If you travel a lot (like I do), the SM58 is a fantastic and nearly indestructible microphone. It’s hand-held, but you can attach it to a desk stand or boom easily. I’ve heard they’ve stopped shipping them with a foam wind cover (also called a “condom”), so check to see if you need to order one. And you’ll need to buy an XLR cable to connect it to the Zoom H6. If you are doing live interviews, get two.
- Using SM58s for your in-studio guest is a cheap(er) way to outfit your studio. I still recommend the host use something like the SM7B, as it’s a superior mic. But it’s acceptable to keep some SM58s on hand for add-on guests.
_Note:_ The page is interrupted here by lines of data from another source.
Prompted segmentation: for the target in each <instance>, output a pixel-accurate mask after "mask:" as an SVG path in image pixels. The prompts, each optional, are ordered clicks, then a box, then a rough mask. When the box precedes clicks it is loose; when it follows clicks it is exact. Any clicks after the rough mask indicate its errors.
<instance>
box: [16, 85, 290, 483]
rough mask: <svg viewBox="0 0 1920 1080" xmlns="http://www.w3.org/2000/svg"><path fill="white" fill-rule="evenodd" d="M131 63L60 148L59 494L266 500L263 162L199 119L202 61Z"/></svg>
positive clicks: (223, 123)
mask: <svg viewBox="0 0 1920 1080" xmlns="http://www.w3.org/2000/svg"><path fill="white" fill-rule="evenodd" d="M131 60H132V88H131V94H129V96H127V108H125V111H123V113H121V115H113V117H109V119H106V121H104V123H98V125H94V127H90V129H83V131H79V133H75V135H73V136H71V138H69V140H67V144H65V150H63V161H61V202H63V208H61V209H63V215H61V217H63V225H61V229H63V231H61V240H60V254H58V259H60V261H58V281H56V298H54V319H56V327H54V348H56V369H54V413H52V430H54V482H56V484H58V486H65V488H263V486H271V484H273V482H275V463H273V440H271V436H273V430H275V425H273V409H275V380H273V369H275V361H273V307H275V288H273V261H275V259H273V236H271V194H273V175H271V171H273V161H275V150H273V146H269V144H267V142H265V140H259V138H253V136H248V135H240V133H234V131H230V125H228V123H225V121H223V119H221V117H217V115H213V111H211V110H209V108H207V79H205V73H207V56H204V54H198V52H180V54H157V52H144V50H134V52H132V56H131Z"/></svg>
But before you buy that, do you really want your guest holding a mic in their hand? No, you don't.
If you’re doing a lot of remote interviews and want to be hands-free, get two of these great little lavaliere mics. They should come with the cables necessary to plug them right into the Zoom H6.
- The difference between an on-location conversation recorded on lavaliere vs a recorder set in between participants is legion. Listeners are becoming accustomed to quality audio recordings. Lavs win hands down over ambient room recording.
Feeling overwhelmed? Well, there are other options.
If your heart is set on a headset/mic combo, ignore all the ones you’ll find at your local big-box store. They’re built for gaming and phone calls instead of professional voice recording. Those that you see the sports announcers wearing are quite expensive, but the BPHS1 is a decent choice. It has an XLR output, so it plugs directly into the Zoom H6. Or you can buy a MOTU M2 2X2 USB interface to connect this mic (or any XLR mic) and your computer’s USB port.
(Disclaimer: I've used this equipment, but I do not own either. However, both are solid choices.)
For simplicity and acceptable sound quality, the Q2U is a great little piece of kit. It has an XLR input as well as USB, which makes me like it a lot more than USB-only mics. The kit contains the mic, a cheap desk stand, an XLR and a USB cable, so it’s ready to go out of the box. You’ll need a pop filter, because you probably need one with all microphones.
But there are many paths to a great sounding podcast.
No, you don’t need all of these. Heck, you don’t need any of these specifically. The greatest equipment in the world won’t save a crappy, hastily-assembled show. You’d think that fantastic equipment would cover up gaffs. In practice, it’s just the opposite. So before you buy anything, make sure you’re willing to invest the time, energy, and effort to make a great show. (And when you’re all-in on that, come back and buy all this great stuff!)